Gen. Martins rises briefly, in response to the defense’s claim regarding international law. Thus he reminds the court of international cases bearing on joint criminal enterprise—in which a defendant was held liable for others’ crimes that were merely foreseeable. Those cases are cited in prosecution briefs; no international law problem there, he seems to say. He sits.

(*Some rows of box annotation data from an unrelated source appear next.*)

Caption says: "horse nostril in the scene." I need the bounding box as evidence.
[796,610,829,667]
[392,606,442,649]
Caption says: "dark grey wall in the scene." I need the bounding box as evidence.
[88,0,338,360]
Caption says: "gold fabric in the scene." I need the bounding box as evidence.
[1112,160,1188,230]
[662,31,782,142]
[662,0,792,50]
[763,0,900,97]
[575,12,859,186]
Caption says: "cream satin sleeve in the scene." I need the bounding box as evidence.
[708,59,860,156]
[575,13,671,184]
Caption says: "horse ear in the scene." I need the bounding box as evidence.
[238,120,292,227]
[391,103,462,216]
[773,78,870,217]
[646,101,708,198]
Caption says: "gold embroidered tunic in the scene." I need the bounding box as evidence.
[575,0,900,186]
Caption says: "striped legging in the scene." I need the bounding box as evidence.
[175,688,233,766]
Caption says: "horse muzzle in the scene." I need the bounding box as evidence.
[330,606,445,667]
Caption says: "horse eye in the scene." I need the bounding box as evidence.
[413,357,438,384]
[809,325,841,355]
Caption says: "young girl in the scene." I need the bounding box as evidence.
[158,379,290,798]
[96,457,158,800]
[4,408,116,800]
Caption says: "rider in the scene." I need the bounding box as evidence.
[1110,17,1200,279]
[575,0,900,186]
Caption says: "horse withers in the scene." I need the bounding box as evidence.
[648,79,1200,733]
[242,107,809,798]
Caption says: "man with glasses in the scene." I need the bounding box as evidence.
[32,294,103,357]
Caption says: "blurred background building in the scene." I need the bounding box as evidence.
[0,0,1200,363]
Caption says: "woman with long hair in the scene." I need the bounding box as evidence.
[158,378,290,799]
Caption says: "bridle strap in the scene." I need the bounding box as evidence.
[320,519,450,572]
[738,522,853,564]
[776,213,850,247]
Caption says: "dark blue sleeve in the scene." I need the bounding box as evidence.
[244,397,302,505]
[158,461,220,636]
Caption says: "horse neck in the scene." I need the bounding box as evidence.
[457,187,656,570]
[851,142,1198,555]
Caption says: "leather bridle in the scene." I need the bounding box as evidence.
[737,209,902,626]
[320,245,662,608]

Next up is AE013J, a defense motion to amend the protective order. It boils down to this: the defense in this case wants what the 9/11 team so recently won, in litigation there. In particular, Kammen tells the court, he would like the court to order the use of a defense security officer (“DSO”) who is within the defense’s attorney-client privilege bubble, as like has been done in United States v. KSM et al. Given that precedent, it’s really a dispute over numbers—”one DSO for the whole office,” versus “a DSO for every defense team.” Why not just one DSO defense-wise, Pohl queries, as the prosecution suggests? Kammen hasn’t thought deeply about this, but mentions potential conflicts of interest. Seeking to mollify Kammen, the military judge proposes crafting specific instructions, so as to avoid conflicts. Moreover, the court adds, really there are only two active cases theses days—and thus, he implies, not a strong likelihood of trouble. Still, Kammen really wants his own DSO, among other things because he doubts the court’s proposal regarding conflict resolution. (The court mentioned the appointment of an “alternate” DSO, in the event of a problem; that won’t work, in the defense lawyer’s view.) A team-aligned person would make the defense’s life easier, Kamman argues.
Judge Pohl poses to prosecutor Justin Sher a variation on the same hypothetical he posed to Kammen: imagine a DSO, who learns privileged information in case 1. Then he learns privileged information in case 2. We would propose language explaining the DSO’s responsibilities clearly to avoid a conflict and ensure the preservation of privilege, Sher explains. And there risk is minimal, so far as privilege goes—the DSO doesn’t, after all, advise on the law or facts, or help with litigation. Instead the officer simply interprets security rules. Sher returns to his table.
Is this a money issue? Kammen wants to know. Judge Pohl isn’t sure, himself. At any rate, Kammen reiterates: he just wants a DSO in his case. Regarding the one-versus-many question, Kammen observes that, according to Maj Danels, there are a total of 5 DSOs working the 9/11 case. That proffer hangs out there unaddressed, though, as Judge Pohl takes the arguments under advisement.
And with that, prosecutors and defense lawyers move to a closed session—and thus announce a de facto end to our Meade simulcast. Until tomorrow, commission fans.